The majority of the public are still rather unengaged on nanotechnology, and tend to think it’s all rather good (not including food). Media coverage is predominantly positive and concern-stories don’t get much traction. And yet there is a lot of funding going into public engagement of nanotechnology – so engagement has to happen.

The premise behind most government funding of nanotechnology engagement world-wide is that we need to avoid a replication of what happened with Genetically Modified Foods, and so the errors of that public debate need to be addressed early in the nanotechnology debate. But is that a valid premise? Nanotechnologies and Genetic Modification (GM) technologies, while similar in some ways, are significantly different too. Most importantly GM technology was a “black hat technology” (which was its starting position in the publics’ eyes, as a risky thing, and there was little impact that positive information and engagement campaigns had on that) while nanotechnology is a “white hat technology” (and likewise negative information campaigns are having little impact on changing its initial perception of being more beneficial than risky).

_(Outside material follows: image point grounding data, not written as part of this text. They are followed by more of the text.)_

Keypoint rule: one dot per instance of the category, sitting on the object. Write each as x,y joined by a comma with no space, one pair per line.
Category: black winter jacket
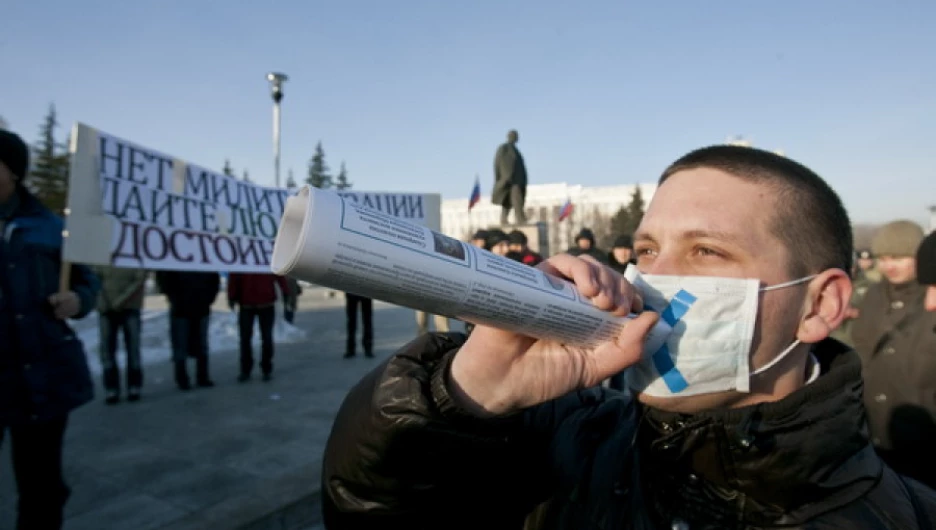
190,293
404,454
43,371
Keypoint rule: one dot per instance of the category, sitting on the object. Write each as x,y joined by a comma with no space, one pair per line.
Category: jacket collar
771,463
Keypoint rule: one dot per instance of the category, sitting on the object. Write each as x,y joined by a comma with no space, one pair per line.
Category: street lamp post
276,80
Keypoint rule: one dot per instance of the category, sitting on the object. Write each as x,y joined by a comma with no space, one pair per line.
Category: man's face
621,254
7,183
501,249
704,222
897,269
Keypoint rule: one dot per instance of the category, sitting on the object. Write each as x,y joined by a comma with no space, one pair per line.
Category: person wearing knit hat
520,250
926,270
43,368
586,245
893,334
622,253
479,239
498,242
14,154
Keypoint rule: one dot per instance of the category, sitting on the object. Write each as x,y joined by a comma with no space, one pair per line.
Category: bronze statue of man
510,180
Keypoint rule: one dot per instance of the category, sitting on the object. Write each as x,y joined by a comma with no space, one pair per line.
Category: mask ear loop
776,360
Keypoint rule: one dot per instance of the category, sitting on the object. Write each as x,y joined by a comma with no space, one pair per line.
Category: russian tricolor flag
566,210
475,194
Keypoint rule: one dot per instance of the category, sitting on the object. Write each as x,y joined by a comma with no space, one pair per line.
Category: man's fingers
626,350
577,270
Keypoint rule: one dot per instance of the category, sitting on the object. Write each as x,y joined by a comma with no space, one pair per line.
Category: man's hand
65,305
500,371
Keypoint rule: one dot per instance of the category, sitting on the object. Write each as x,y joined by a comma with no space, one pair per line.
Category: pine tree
318,170
342,183
627,219
48,179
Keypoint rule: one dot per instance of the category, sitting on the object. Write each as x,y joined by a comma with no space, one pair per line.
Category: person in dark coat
503,431
926,270
352,302
585,245
119,305
190,295
291,299
43,370
254,298
896,338
510,180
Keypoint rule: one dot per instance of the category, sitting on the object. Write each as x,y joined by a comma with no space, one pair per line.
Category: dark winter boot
201,370
181,373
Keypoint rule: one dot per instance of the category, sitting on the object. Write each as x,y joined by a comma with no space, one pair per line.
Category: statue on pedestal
510,180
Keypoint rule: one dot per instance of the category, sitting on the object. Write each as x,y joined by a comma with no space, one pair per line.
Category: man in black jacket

So now let’s look at the engagements that are happening and who attends them. The majority of activities involve bringing a range of experts and the public together in some manner, or bringing lay publics together, to discuss nanotechnology issues, with research being conducted into what and how and why the public react to the engagement activity. That’s all good, and activities are getting better and better at developing two-way learnings. But there are publics and there are publics, and most engagement activities recruit people who self-select to attend, and as a result are more likely to represent those with some interest in the technology or its impacts already. So you could argue that a lot of activities are engaging with those people who least need to be engaged with, as they are already engaged.

So issue number 1: Most engagement activities favour the engaged, and there are not enough methodologies to engage with the broader unengaged people in our communities.

That brings us to the types of engagement activities happening. A useful GM analogy to use here is the difference between laboratory trials, greenhouse trials and field trials. Many nanotechnology engagements are the equivalent of laboratory trials – being conducted in artificial environments (focus groups, deliberative dialogues and citizens juries) that, while providing useful data, might not be easily transferable to the real world.

There are other engagements that we might consider greenhouse trials, such as online forums, café scientifics and so on, that are much closer to the real world that most people live in, but still aren’t quite it.

Then there are some good examples of engagements that are what we might call field trials (community group meetings and shopping center interviews), but not many.

Issue number 2 is the need to find engagements that replicate real world experiences as much as possible for the broad unengaged publics, both to allow research into real world experiences, and to provide modelling that people might be able to transfer to their homes and work places etc.

And this raises issue number 3, which is that while there is an expectation that people who take part in engagement activities – whether they be laboratory experiments, greenhouse trials or field trials – they will take their new knowledge or attitudes and go forth and multiply it within the broader community, there is very little data to demonstrate whether this actually happens or not.

So while it is useful to pool all the research data being obtained and make meta-analysis of the findings, as happens regularly, it might be more helpful at the moment to look for gaps in the data and then find ways to fill them. And that, I suggest, is the next major challenge not just for those undertaking public engagement activities, but for anyone seeking an effective way to come to good understandings of how the broad public actually relate to the risks and benefits of new technologies.

Dr Craig Cormick is Manager of Public Awareness and Community Engagement within the National Enabling Technologies Strategy in the Australian Department of Innovation.